López Obrador vive contrasentidos poco conocidos. Por ejemplo, su conservadurismo cristiano, que lo lleva a maltratar a colaboradoras por el hecho de ser divorciadas o madres solteras. El gran símbolo de la izquierda está más identificado, en materia social, con la ideología panista. Este es uno de los aspectos menos públicos de López Obrador, quien no tiene duda en negar declaraciones o acciones que en contexto diferente al que las haya dicho, se le echan en cara. Uno de los momentos más claros de esto se dio durante la campaña presidencial de 2012, cuando en la casa de un empresario de medios, un líder industrial regiomontano le preguntó por qué les hablaba bien de la educación privada, cuando poco antes, en una entrevista de prensa en Monterrey, había flagelado a las universidades de “los pirruris”. Lo negó, y dijo que era como si fuera al Cerro del Tepeyac a criticar a la Virgen de Guadalupe. El empresario le entregó la grabación de la entrevista, y aun así, rebatió, como lo hacía Fidel Velázquez, el sempiterno líder obrero, que no había dicho lo que había dicho.
Pero lo que mejor refleja sus contradicciones es Alfonso Romo, quien está coordinando su equipo de trabajo y se ha convertido en su principal vocero. Romo, empresario regiomontano, ha dado varias entrevistas donde ha mentido. No salió de Visa –que se convirtió en FEMSA– porque sus posiciones eran incómodas, como dice, sino porque apoyaba al candidato presidencial Vicente Fox en la recaudación de fondos, una actividad política prohibida por los estatutos. Tampoco fue el creador del concepto de Oxxo, como asegura, ni tiene una buena relación con el llamado aún Grupo Monterrey. De hecho, es despreciado por ellos porque después de haber construido negocios con el dinero de su suegro, Alejandro Garza Lagüera, los quebró, y cuando lo confrontó su familia política, quiso meterlo a la cárcel y a dos de sus cuñadas, a quienes les había comprado acciones de una de las empresas en 275 millones de dólares, que no se las pagó hasta cuando, destruida también esa compañía, les dio cuatro millones de dólares, que costaban en ese momento las acciones adquiridas. Para alguien como López Obrador que se ufana de integridad, Romo está en las antípodas. En materia programática, uno de los ejes del precandidato presidencial es combatir sin piedad los transgénicos, donde Romo ha sido uno de sus principales promotores.
López Obrador ha aprendido muchas lecciones en los procesos de 2006 y 2012, pero donde aún cojea es en el de la transparencia. Su discurso es principista, ético y lleno de valores compartidos por todos, como el que pronunció este lunes en Phoenix, Arizona, con citas de objetores morales, en forma de poesía y de motivación nacionalista sobre el deber ser. Pero tiene que caminar hacia la eliminación de la opacidad, porque la oscuridad que está aún escondida por la luminosidad de la esperanza que representa para muchos, va a aparecer sin lugar a dudas. Ya lo está sintiendo López Obrador en los recientes ataques del gobernador de Veracruz, Miguel Ángel Yunes. Ya apuntó al presidente Enrique Peña Nieto, al expresidente Felipe Calderón, a su esposa la precandidata Margarita Zavala, y a los presidentes del PRI y del PAN, como instigadores de críticas en su contra.

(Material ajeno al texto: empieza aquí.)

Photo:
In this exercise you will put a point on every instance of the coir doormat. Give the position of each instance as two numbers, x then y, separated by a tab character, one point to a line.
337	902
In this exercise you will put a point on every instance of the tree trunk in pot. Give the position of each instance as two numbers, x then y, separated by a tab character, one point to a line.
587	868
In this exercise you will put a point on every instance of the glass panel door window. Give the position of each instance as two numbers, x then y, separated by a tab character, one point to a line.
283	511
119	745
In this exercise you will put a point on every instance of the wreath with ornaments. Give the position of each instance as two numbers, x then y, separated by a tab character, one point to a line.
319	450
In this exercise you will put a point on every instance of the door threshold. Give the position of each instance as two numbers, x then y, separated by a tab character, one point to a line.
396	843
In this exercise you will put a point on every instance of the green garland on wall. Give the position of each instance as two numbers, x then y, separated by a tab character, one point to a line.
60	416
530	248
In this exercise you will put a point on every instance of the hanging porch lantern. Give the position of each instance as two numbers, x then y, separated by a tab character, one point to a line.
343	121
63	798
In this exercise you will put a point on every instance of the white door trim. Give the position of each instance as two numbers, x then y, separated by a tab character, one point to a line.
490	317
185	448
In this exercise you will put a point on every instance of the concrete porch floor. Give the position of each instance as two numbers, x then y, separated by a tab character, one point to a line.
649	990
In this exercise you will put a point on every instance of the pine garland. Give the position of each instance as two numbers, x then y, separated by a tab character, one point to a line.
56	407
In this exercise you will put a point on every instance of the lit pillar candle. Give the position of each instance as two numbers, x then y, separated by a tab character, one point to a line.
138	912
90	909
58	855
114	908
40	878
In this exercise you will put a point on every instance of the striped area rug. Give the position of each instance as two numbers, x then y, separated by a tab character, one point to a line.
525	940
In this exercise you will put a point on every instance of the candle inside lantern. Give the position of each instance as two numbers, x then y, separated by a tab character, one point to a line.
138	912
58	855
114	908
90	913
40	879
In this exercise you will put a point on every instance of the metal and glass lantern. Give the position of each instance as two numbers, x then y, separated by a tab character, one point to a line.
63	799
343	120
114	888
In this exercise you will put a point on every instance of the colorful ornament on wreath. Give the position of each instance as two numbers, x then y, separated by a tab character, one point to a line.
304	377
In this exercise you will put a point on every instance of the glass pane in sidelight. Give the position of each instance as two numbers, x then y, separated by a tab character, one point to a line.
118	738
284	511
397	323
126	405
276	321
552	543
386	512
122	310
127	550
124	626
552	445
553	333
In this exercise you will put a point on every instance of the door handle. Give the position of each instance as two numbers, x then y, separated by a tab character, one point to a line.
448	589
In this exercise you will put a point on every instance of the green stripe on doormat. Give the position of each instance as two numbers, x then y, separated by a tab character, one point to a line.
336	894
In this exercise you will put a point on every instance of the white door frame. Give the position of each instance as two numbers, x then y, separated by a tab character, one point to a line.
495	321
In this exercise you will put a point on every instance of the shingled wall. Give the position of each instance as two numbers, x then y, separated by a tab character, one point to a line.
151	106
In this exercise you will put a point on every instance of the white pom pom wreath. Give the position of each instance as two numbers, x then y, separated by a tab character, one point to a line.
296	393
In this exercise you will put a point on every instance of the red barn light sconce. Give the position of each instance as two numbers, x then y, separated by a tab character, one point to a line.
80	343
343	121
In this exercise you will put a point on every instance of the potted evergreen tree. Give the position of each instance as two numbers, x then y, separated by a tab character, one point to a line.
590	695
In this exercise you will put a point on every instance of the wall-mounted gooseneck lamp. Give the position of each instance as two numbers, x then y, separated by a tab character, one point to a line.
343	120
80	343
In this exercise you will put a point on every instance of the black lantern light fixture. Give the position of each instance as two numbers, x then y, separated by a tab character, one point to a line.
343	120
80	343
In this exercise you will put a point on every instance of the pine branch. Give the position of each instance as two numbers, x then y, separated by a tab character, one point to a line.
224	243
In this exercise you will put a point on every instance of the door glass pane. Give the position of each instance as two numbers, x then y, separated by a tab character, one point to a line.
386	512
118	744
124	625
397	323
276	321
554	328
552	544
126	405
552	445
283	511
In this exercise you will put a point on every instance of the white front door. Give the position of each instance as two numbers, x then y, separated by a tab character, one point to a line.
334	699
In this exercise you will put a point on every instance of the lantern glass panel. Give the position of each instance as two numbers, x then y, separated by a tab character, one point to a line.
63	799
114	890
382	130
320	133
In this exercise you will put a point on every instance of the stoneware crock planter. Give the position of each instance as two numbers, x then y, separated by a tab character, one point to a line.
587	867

Le tienen miedo y por eso lo atacan, dice López Obrador. Es cierto. Así es la dialéctica de la competencia. Sería un error que cayera una vez más en la soberbia y que no los atajara, porque sus debilidades y contradicciones van a ser explotadas en un electorado que se aprecia más sensible y volátil que en el pasado. Dice que la tercera es la vencida. Puede ser, pero tiene que iluminar su clóset.